Para que os pais e responsáveis consigam trabalhar melhor a autonomia e a independência dos pequenos, listamos abaixo 7 formas de incentivá-los nessa deliciosa e desafiadora busca. Confira:

  • Coloque a criança em situações desafiadoras. Por exemplo, se o brinquedo foi colocado ou jogado longe, sempre pergunte: ‘E agora, como vamos pegá-lo?’. Mesmo que ela ainda não fale ou entenda palavras, é capaz de perceber a entonação das frases. O desafio, por menor que seja, possui papel fundamental na capacidade que a criança irá adquirir para gerar conflitos internos e externos.
  • A frustração é importante. Embora o desejo dos pais seja de que o filho nunca se frustre, se entristeça ou se sinta mal por determinada situação, é fundamental que ele aprendam desde cedo a lidar com esse tipo de sentimento. Portanto, em vez de fazer para o seu filho, tente direcioná-lo para executar a função que queira da forma certa, e fale coisas do tipo: ‘Já tentou dessa outra forma? E dessa?
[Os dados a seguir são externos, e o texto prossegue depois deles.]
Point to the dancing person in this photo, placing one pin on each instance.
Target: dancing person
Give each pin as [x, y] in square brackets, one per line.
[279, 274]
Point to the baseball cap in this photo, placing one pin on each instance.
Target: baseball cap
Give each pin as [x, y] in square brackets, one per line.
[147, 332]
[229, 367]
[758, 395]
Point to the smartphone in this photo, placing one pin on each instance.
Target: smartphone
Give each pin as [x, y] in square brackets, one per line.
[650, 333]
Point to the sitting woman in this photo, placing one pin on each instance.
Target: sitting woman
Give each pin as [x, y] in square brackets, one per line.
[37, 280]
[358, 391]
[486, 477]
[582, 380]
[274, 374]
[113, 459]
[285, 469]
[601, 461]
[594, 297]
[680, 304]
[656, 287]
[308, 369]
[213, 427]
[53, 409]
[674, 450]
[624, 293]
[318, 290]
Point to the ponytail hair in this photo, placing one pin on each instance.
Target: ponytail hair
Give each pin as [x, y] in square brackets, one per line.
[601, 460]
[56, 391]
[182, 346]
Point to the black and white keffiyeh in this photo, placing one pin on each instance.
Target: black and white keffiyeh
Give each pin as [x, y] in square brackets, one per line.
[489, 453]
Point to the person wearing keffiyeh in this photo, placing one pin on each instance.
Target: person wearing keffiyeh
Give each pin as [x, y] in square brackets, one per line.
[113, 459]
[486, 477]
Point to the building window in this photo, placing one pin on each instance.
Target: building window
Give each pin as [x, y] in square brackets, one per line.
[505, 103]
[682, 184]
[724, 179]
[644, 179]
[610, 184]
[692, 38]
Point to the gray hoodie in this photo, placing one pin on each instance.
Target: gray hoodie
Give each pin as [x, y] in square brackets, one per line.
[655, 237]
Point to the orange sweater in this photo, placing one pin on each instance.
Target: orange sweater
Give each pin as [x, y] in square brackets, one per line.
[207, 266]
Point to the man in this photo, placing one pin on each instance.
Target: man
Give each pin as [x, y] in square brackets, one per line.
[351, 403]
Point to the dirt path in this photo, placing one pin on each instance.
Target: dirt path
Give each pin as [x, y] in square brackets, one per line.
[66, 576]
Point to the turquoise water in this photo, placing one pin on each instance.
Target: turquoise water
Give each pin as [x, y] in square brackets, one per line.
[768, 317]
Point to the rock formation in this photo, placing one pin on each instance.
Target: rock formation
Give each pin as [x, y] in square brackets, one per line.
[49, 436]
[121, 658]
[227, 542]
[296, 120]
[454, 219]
Talvez seja melhor por causa disso ou daquilo etc.’.
  • Permita que a criança faça pequenas escolhas e se sinta sempre como parte de algo maior. Convide-a para ajudar, mesmo que sejam funções pequenas, como pegar uma colher, secar um pote depois de lavado etc. A criança passará a entender que pode e deve ajudar, o que pode ser um dos pontapés iniciais para valores muito importantes.
  • Mostre ao seu filho que ele é responsável pelas próprias coisas, pelo cuidado, organização e bom estado. Portanto, sempre deixe claro que, após brincar, os brinquedos precisam ser guardados, e que se forem levados para o quintal, piscina ou escolinha, precisam ser limpos. O mesmo cuidado deve acompanhar o material escolar, suas próprias roupas etc.
  • Sempre incentive a criança a falar, se ele precisa de algo e está com vergonha de pedir, o que é uma atitude muito comum em crianças que são mais introspectivas ou que estão em ambientes muito cheios, com pessoas desconhecidas. A criança precisa aprender a agradecer, pedir ‘por favor’ e lidar com os outros.
  • Não corrija, principalmente na fala, porque isso o deixará ainda mais inseguro para verbalizar o que está sentindo e o que realmente tem vontade. E a insegurança é um dos maiores empecilhos para a construção da autonomia.
  • Durante as brincadeiras diárias, deixe que a criança escolha o que quer fazer por um curto período de tempo. Isso a ajudará a se sentir mais confiante e entender que a hora de brincar também é um espaço de diálogo, que ela poderá apresentar os próprios gostos e preferências.